Elezione del domicilio

Il D.L. n.78/2010 prevede che, qualora il contribuente scelga di eleggere domicilio fiscale presso una persona o un ufficio del comune per la notificazione degli atti o degli avvisi che lo riguardano, questa scelta deve risultare espressamente da apposita comunicazione effettuata al competente ufficio a mezzo di lettera raccomandata con avviso di ricevimento ovvero in via telematica con le modalità stabilite con provvedimento del direttore dell’agenzia delle entrate.

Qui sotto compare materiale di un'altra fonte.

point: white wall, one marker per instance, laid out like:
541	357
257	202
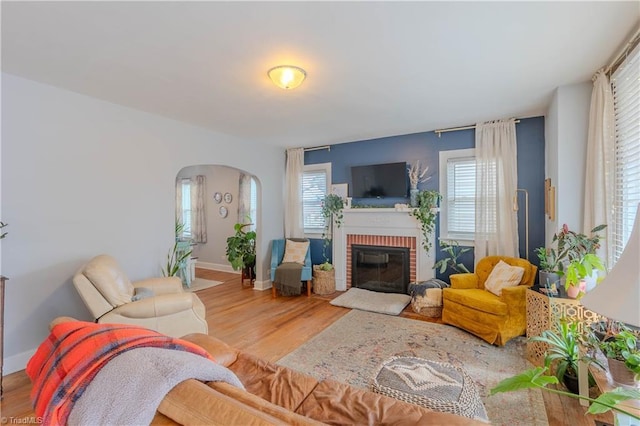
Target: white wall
218	179
82	177
566	149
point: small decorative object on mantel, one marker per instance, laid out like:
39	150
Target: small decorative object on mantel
416	175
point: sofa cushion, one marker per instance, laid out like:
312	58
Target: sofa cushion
107	277
279	385
503	275
338	403
477	299
295	251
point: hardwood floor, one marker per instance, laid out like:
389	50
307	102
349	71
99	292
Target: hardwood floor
270	328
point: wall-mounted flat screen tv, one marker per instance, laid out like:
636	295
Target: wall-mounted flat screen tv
379	181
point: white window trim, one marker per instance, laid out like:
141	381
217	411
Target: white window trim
444	157
313	232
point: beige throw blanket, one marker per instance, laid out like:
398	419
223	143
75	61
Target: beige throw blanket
288	279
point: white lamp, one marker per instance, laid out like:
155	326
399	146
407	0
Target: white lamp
287	76
617	297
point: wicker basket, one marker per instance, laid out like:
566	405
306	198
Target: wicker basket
324	282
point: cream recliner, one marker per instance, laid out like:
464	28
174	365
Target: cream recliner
163	305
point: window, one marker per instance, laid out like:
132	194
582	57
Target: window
626	93
186	207
316	181
458	189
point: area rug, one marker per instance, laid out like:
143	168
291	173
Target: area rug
200	284
372	301
352	349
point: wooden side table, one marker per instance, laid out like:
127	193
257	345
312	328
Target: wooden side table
543	313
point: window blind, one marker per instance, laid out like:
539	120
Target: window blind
314	189
625	82
461	197
186	208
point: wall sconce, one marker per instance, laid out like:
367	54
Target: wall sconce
287	76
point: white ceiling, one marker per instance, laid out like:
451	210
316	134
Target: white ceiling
374	69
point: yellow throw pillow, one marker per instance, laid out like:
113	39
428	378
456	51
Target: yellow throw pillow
295	251
503	275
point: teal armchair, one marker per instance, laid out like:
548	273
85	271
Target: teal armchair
277	254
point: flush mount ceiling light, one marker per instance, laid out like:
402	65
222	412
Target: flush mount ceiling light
287	76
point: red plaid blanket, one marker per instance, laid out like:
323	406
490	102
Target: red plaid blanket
75	351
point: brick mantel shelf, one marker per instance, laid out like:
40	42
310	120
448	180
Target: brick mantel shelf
384	227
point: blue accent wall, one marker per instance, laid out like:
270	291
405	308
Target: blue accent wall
426	147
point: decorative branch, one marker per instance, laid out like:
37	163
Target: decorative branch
417	174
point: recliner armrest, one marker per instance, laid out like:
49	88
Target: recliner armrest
161	285
151	307
464	281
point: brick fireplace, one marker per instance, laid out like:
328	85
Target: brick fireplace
380	227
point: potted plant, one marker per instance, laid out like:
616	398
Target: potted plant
416	175
548	273
563	353
453	251
574	259
426	212
241	250
178	255
623	356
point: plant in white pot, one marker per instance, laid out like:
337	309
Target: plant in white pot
417	175
332	207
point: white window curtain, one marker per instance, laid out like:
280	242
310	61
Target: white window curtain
496	230
293	194
600	167
198	209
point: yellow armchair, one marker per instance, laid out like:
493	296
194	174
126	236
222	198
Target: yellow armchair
470	306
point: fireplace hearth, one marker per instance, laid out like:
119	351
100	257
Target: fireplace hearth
380	268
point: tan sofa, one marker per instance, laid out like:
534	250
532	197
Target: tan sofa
167	308
278	395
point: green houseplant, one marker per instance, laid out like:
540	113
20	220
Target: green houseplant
563	352
573	257
241	250
332	207
177	256
623	356
426	212
453	251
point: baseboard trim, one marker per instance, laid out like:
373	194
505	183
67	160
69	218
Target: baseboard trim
16	362
262	285
216	267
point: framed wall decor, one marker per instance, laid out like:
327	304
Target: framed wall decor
341	190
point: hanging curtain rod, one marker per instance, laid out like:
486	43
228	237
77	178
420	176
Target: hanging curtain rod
318	148
622	55
439	132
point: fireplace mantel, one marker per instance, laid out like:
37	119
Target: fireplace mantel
383	222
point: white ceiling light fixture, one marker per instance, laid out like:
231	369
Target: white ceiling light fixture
287	76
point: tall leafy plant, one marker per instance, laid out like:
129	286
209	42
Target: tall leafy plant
241	247
426	213
176	257
332	207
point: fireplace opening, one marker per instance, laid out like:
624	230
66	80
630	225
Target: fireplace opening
380	268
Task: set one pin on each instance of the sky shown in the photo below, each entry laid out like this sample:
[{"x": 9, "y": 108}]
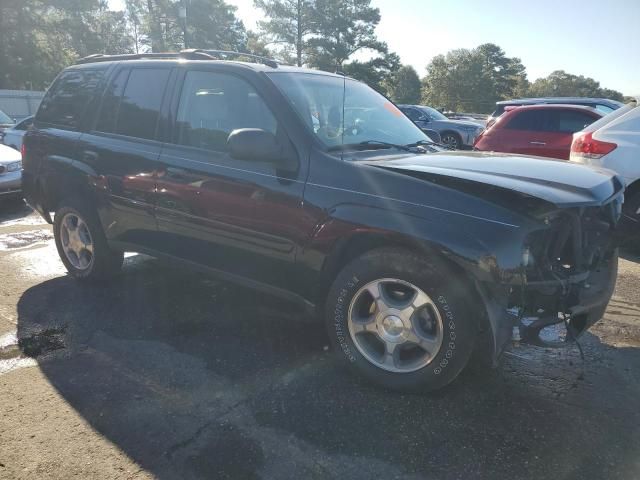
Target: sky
[{"x": 598, "y": 39}]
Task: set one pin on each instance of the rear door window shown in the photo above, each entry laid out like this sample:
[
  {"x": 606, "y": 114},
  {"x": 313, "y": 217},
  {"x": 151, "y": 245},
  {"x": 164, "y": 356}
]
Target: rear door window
[
  {"x": 212, "y": 105},
  {"x": 526, "y": 120},
  {"x": 566, "y": 121},
  {"x": 69, "y": 97},
  {"x": 138, "y": 109},
  {"x": 111, "y": 103}
]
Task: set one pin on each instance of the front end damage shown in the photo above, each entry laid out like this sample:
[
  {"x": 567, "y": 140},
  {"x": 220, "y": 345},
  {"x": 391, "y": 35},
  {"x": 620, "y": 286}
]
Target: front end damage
[{"x": 568, "y": 274}]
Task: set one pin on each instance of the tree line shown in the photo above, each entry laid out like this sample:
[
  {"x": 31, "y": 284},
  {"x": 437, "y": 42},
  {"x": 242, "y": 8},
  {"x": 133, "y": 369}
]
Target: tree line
[{"x": 40, "y": 37}]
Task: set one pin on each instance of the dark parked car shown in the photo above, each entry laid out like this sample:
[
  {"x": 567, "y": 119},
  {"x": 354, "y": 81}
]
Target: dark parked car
[
  {"x": 5, "y": 122},
  {"x": 416, "y": 257},
  {"x": 458, "y": 134},
  {"x": 603, "y": 105},
  {"x": 542, "y": 130}
]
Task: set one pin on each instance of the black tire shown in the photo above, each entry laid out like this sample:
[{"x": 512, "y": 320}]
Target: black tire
[
  {"x": 449, "y": 294},
  {"x": 106, "y": 263},
  {"x": 452, "y": 139},
  {"x": 631, "y": 222}
]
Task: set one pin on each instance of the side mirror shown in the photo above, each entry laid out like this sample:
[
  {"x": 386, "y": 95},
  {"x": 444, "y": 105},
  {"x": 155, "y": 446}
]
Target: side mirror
[{"x": 257, "y": 145}]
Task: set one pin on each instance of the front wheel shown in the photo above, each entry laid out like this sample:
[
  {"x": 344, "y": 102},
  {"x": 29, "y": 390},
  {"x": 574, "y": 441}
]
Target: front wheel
[
  {"x": 82, "y": 245},
  {"x": 452, "y": 140},
  {"x": 401, "y": 320}
]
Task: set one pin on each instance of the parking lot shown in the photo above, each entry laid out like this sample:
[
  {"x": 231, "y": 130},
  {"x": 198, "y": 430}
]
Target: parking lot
[{"x": 171, "y": 374}]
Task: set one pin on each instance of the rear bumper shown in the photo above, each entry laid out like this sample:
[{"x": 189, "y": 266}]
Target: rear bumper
[{"x": 10, "y": 183}]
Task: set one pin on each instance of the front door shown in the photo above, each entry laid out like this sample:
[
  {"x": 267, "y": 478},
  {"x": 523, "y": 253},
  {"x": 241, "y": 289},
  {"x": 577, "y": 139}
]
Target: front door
[
  {"x": 122, "y": 149},
  {"x": 232, "y": 215}
]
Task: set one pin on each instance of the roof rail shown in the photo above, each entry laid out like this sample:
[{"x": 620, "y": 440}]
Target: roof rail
[
  {"x": 224, "y": 54},
  {"x": 190, "y": 54}
]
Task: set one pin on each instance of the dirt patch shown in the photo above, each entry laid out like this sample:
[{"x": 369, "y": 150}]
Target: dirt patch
[
  {"x": 43, "y": 342},
  {"x": 12, "y": 241}
]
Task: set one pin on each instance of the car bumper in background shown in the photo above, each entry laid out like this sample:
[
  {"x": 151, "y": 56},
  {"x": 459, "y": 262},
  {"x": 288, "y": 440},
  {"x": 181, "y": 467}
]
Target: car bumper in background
[{"x": 10, "y": 183}]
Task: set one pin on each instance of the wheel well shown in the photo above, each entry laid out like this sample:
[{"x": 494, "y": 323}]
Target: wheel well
[
  {"x": 633, "y": 189},
  {"x": 357, "y": 245},
  {"x": 56, "y": 192}
]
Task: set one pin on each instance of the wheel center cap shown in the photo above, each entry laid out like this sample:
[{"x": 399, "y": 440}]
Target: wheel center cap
[{"x": 392, "y": 326}]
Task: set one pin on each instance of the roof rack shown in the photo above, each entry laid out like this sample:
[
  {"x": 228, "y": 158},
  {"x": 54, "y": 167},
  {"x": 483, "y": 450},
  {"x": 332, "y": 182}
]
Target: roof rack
[
  {"x": 224, "y": 54},
  {"x": 190, "y": 54}
]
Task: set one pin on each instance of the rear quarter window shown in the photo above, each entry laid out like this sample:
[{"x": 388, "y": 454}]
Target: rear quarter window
[
  {"x": 69, "y": 98},
  {"x": 139, "y": 108},
  {"x": 525, "y": 120}
]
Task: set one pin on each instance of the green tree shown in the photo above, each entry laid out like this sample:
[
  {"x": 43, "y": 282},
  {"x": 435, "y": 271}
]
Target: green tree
[
  {"x": 39, "y": 38},
  {"x": 563, "y": 84},
  {"x": 404, "y": 86},
  {"x": 458, "y": 82},
  {"x": 210, "y": 24},
  {"x": 289, "y": 25},
  {"x": 343, "y": 28},
  {"x": 473, "y": 80}
]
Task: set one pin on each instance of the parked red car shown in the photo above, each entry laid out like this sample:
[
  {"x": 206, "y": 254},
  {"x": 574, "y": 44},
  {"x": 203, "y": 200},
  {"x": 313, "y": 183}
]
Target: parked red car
[{"x": 542, "y": 130}]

È facoltà del contribuente che non ha residenza nello Stato e non vi ha eletto domicilio nei sensi di cui sopra, o che non abbia nominato un rappresentante fiscale, comunicare al competente ufficio locale l’indirizzo estero per la notificazione degli avvisi e degli altri atti che lo riguardano; salvo il caso di consegna dell’atto o dell’avviso in mani proprie, la notificazione è eseguita mediante spedizione di lettera raccomandata con avviso di ricevimento.

L’elezione del domicilio ha effetto dal 31° giorno successivo a quello della data di ricevimento delle comunicazioni previste.

Le variazioni e le modificazioni dell’indirizzo hanno effetto, ai fini delle notificazioni, dal 36° giorno successivo a quello dell’avvenuta variazione anagrafica, o, per le persone giuridiche e le società ed enti privi di personalità giuridica, dal 36° giorno successivo a quello della comunicazione di inizio attività o del modello previsto per l’attribuzione del codice fiscale, se i soggetti non sono obbligati alla presentazione della dichiarazione di inizio attività ai fini Iva.